Vie Locale
À Mouilleron-en-Pareds, le théâtre forum bouscule les idées reçues chez les apprentis de la MFR

Mercredi 4 février, la Maison familiale et rurale de Mouilleron-en-Pareds a ouvert ses portes à la troupe choletaise Casus belli théâtre pour une journée placée sous le signe de l’échange et de la réflexion. Devant près de 120 élèves âgés de 16 à 19 ans, principalement engagés dans des formations en mécanique, quatre comédiens professionnels sont venus aborder plusieurs thèmes de société à travers des mises en situation jouées dans l’espace culturel du domaine Saint-Sauveur.
Selon Ouest-France, deux créations ont été présentées. « Le K-sos » explore l’emprise, l’alcoolisme et les conséquences d’un accident, tandis que « Le Danseur » s’attache aux questions d’homophobie et aux violences qu’elles peuvent engendrer.

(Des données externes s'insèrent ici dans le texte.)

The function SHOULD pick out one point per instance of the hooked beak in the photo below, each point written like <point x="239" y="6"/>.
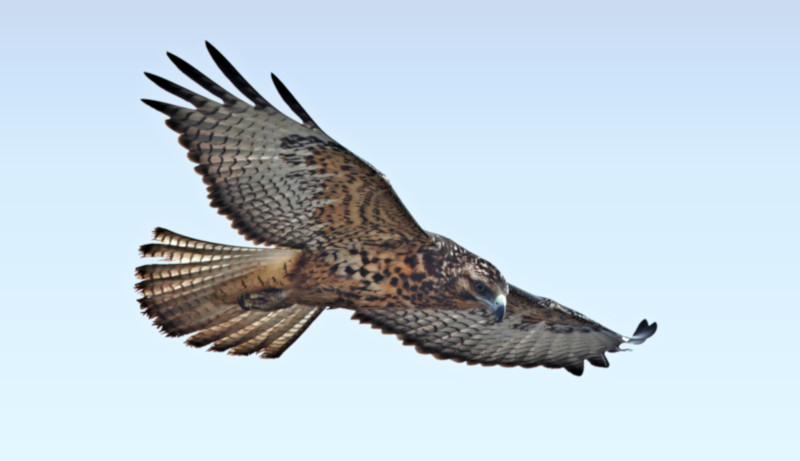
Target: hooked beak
<point x="499" y="307"/>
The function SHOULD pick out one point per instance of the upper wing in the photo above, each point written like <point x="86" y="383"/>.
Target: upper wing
<point x="535" y="331"/>
<point x="281" y="182"/>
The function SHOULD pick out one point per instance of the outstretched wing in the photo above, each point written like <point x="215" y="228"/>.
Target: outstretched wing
<point x="281" y="182"/>
<point x="535" y="331"/>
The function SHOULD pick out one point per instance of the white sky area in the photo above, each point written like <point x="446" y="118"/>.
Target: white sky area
<point x="628" y="159"/>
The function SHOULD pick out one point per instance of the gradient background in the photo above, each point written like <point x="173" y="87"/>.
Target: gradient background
<point x="629" y="159"/>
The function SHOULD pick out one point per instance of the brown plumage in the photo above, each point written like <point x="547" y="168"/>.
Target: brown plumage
<point x="338" y="236"/>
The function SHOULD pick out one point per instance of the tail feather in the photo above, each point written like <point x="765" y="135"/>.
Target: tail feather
<point x="195" y="291"/>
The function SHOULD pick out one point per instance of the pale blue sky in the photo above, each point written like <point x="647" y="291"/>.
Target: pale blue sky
<point x="628" y="159"/>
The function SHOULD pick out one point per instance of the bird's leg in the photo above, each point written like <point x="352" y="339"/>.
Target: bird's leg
<point x="266" y="300"/>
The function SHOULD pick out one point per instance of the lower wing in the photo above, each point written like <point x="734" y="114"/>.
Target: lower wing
<point x="535" y="331"/>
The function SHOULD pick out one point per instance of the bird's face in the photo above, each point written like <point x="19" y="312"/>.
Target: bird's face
<point x="482" y="282"/>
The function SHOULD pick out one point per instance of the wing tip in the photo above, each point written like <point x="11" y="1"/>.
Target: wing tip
<point x="643" y="332"/>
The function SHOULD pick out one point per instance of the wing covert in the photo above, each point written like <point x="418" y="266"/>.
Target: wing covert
<point x="279" y="181"/>
<point x="536" y="331"/>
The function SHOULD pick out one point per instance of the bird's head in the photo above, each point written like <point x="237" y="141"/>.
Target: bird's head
<point x="481" y="281"/>
<point x="466" y="281"/>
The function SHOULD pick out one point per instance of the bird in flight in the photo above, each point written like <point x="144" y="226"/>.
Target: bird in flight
<point x="332" y="233"/>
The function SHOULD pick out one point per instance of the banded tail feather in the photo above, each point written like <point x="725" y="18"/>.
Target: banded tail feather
<point x="194" y="291"/>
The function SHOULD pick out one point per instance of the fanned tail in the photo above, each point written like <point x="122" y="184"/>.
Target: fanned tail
<point x="196" y="292"/>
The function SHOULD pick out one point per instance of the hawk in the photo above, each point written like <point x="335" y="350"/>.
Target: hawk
<point x="332" y="234"/>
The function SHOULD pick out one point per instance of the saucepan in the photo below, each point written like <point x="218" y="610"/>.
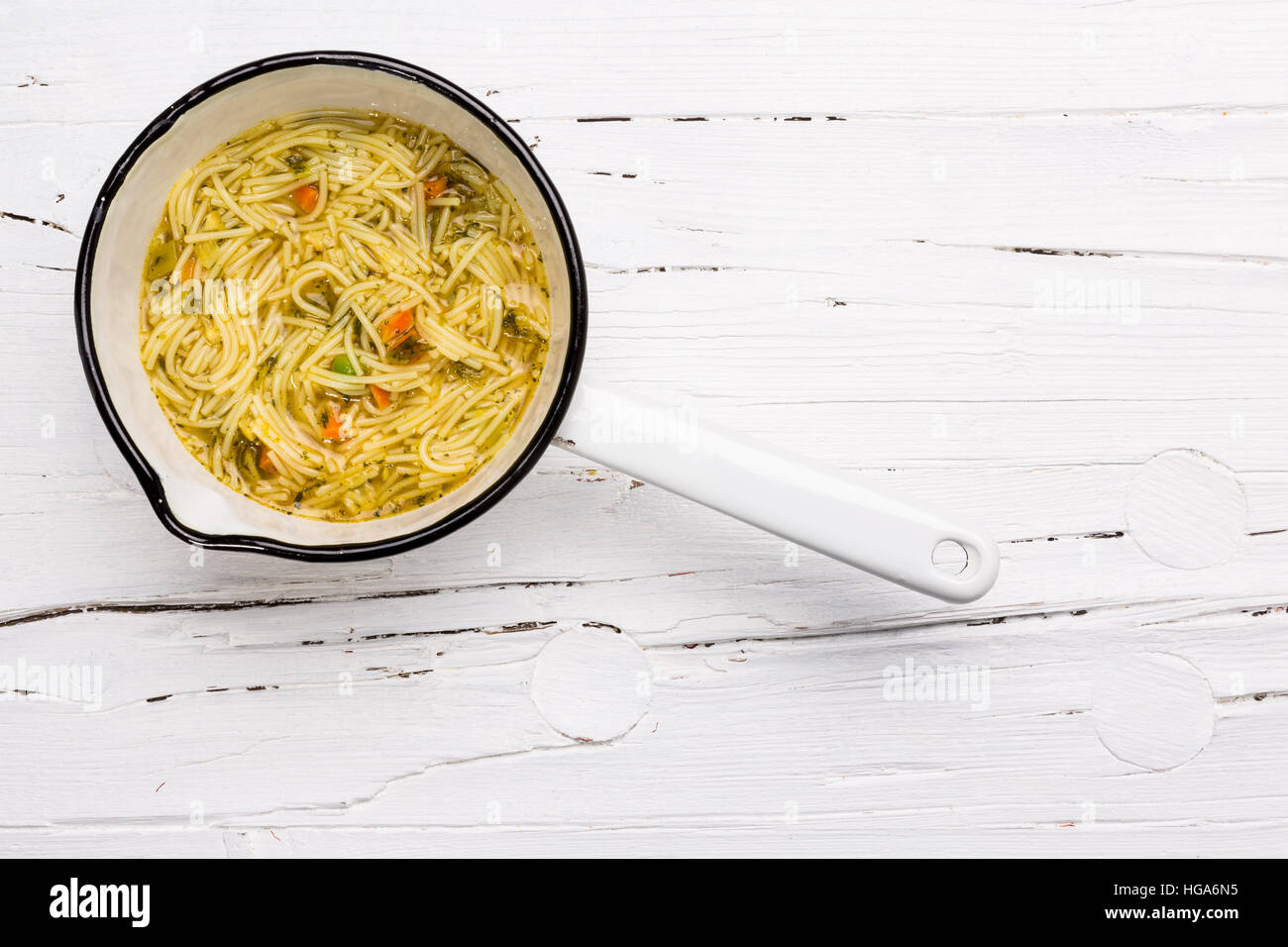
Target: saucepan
<point x="807" y="502"/>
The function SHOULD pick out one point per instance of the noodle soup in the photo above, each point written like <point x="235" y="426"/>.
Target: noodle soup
<point x="343" y="313"/>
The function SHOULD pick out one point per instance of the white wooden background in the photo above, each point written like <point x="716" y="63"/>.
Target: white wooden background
<point x="838" y="227"/>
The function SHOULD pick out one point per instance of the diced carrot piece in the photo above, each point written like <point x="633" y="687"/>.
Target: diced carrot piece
<point x="397" y="329"/>
<point x="305" y="197"/>
<point x="334" y="429"/>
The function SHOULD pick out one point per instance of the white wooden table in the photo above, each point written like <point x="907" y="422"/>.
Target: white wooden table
<point x="1000" y="254"/>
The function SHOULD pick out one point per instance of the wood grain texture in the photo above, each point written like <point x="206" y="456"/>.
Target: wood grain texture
<point x="996" y="254"/>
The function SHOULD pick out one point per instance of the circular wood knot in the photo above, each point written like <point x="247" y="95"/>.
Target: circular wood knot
<point x="591" y="684"/>
<point x="1153" y="710"/>
<point x="1186" y="510"/>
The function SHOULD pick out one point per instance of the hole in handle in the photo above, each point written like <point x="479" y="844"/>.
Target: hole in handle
<point x="951" y="558"/>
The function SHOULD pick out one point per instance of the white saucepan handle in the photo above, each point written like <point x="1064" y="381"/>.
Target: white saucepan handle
<point x="810" y="504"/>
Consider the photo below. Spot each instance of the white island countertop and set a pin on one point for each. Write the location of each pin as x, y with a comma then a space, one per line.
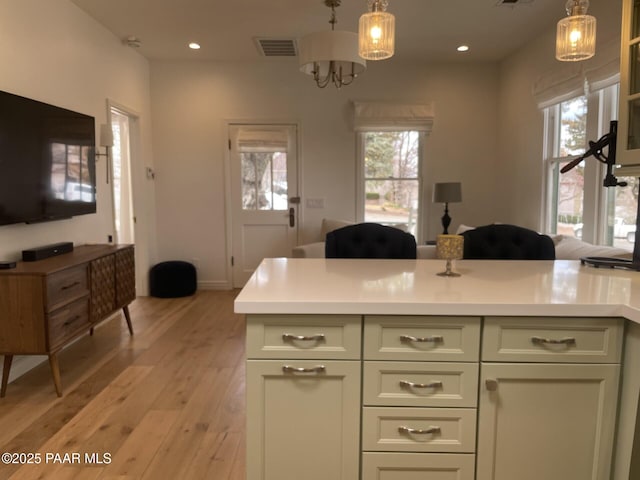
411, 287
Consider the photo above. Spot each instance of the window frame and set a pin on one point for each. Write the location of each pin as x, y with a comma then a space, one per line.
360, 174
602, 107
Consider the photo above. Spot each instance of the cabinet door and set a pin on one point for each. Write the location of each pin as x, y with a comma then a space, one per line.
125, 277
546, 421
303, 424
103, 290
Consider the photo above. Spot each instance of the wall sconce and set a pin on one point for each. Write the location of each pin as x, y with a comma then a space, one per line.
106, 140
576, 34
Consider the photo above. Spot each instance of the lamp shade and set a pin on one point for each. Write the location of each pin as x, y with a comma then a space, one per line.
448, 192
336, 46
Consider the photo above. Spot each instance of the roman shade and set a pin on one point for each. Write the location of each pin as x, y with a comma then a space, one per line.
381, 116
569, 80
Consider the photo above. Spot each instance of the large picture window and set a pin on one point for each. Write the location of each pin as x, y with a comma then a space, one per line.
391, 178
577, 204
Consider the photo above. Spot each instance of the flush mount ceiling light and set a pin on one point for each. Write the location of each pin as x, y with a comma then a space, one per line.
576, 34
377, 32
331, 56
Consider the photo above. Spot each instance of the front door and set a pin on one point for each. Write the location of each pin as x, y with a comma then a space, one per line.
264, 195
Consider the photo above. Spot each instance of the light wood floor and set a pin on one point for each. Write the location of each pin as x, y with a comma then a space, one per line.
167, 403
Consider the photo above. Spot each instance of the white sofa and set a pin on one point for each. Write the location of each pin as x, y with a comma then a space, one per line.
567, 248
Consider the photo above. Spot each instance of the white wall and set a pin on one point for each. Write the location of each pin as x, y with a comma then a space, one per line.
53, 52
192, 102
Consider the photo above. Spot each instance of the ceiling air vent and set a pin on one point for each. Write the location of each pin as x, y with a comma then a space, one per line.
277, 47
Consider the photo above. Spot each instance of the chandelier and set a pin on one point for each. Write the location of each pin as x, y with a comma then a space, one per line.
331, 56
576, 34
377, 32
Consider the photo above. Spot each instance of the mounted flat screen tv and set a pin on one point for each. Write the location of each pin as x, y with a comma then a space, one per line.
47, 161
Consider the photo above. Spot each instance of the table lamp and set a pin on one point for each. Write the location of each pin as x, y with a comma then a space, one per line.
449, 247
449, 192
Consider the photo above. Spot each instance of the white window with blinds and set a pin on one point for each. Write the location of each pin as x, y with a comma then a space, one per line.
390, 157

Un dispositif interactif pour libérer la parole
Le choix s’est porté sur le théâtre forum, une forme participative où le public n’est pas simple spectateur. Après chaque scène, les jeunes ont été invités à réagir, partager leur ressenti et proposer d’autres issues aux situations jouées. Les échanges ont rapidement pris la forme de débats nourris entre élèves et artistes.
Dans un second temps, certains volontaires sont montés sur scène pour rejouer des passages aux côtés des comédiens, en imaginant des dénouements différents. Une expérience marquante pour plusieurs participants. « C’était super de pouvoir s’exprimer librement », confie l’un d’eux. Un autre ajoute : « Pouvoir discuter avec eux après la représentation, m’a redonné confiance en moi ».
« Conscience(s) », un projet né de témoignages d’adolescents
Le spectacle présenté s’inscrit dans un ensemble intitulé « Conscience(s) ». Un travail construit à partir de récits recueillis auprès de jeunes, comme l’explique Simon Houdin, metteur en scène de la compagnie : « Conscience(s) », un recueil de témoignage d’adolescents voulant transmettre leur histoire ».
Pour l’équipe pédagogique de la MFR de Mouilleron-en-Pareds, cette parenthèse culturelle a permis d’aborder autrement des sujets sensibles, en donnant aux apprentis un espace d’expression direct, au plus près de leur vécu.